Terminan los míticos años sesenta. Un mexicano de cabellera muy larga llega de Londres a Barcelona, la única ciudad moderna de la España de Franco, dictador que a veces parece decrépito, pero otras más, eterno. En Barcelona el joven conoce a personajes de la fauna local, pero ante todo regresa a su idioma y descubre a María. Hay quien cree que él es Cristo redivivo. Hay quien lo cree un demonio. Desde el principio, la policía se ocupa de seguirlo desde las sombras, a toda hora y en todas partes.

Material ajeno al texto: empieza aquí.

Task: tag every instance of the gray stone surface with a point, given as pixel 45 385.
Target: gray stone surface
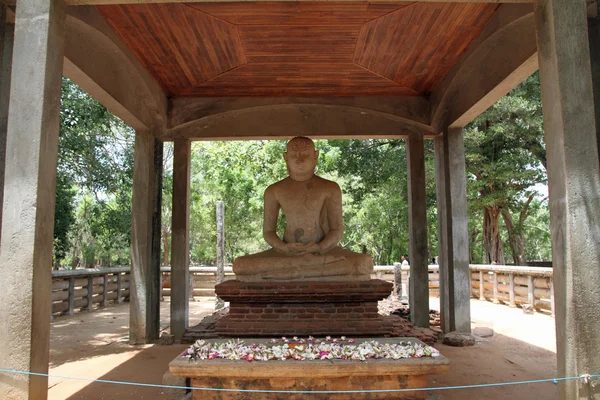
pixel 144 293
pixel 7 32
pixel 417 227
pixel 574 185
pixel 29 197
pixel 458 339
pixel 180 238
pixel 455 285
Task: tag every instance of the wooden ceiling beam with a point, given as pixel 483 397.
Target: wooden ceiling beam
pixel 502 57
pixel 229 120
pixel 107 2
pixel 411 109
pixel 97 60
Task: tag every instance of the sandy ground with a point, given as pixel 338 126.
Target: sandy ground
pixel 94 346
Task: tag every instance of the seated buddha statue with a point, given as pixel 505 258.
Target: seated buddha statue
pixel 313 212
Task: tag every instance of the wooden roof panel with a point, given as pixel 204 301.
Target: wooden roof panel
pixel 298 13
pixel 298 48
pixel 181 47
pixel 327 79
pixel 416 46
pixel 282 43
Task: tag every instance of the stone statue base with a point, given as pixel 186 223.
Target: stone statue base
pixel 336 264
pixel 275 309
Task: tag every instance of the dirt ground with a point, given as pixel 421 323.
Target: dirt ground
pixel 90 346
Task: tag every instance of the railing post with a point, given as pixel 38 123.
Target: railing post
pixel 496 301
pixel 119 298
pixel 551 281
pixel 481 287
pixel 530 294
pixel 397 279
pixel 511 282
pixel 105 291
pixel 71 298
pixel 90 292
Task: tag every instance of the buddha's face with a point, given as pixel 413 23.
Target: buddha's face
pixel 301 161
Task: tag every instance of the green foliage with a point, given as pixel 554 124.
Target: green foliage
pixel 505 158
pixel 94 181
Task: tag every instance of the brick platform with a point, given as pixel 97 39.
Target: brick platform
pixel 303 308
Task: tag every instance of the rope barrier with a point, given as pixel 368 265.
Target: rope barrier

Él tiene un itinerario en mente: visitar lugares de la poesía de Antonio Machado, ciertas ciudades de Castilla y Andalucía, para desembocar en Marruecos como cordial saludo a Valle-Inclán y su pipa de kif. Pero la gente lo hostiga en las calles y los bares y al cabo la policía lo detendrá y la justicia lo retendrá en una pequeña prisión, tras los muros medievales de Burgos.

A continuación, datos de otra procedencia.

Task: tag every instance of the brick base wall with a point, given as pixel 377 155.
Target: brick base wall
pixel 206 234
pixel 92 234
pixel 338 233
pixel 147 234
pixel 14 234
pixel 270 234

Allí vivirá con criminales que uno diría salidos del Lazarillo y La Celestina, pero que poco a poco irán cobrando hondura. Los hay cobardes y temerarios, expansivos y escurridizos, lúcidos que traman y locos que gritan. Pero a todos los toca la gracia de la humanidad. Y en todos está inscrito el cruel oscurantismo de la España fascista.
Esta cárcel es absurda y despótica, pero es posible apreciar los dones más modestos del día a día: el sol cayendo sobre los rostros y la nieve, la competencia atlética, las partidas de damas, las charlas sobre sexo, fumar un tabaco algo menos malo o quitarse el frío azucarando un vino peleón. Y convivir con los nuevos amigos: los presos políticos, idealistas, y el asaltante de bancos, cínico.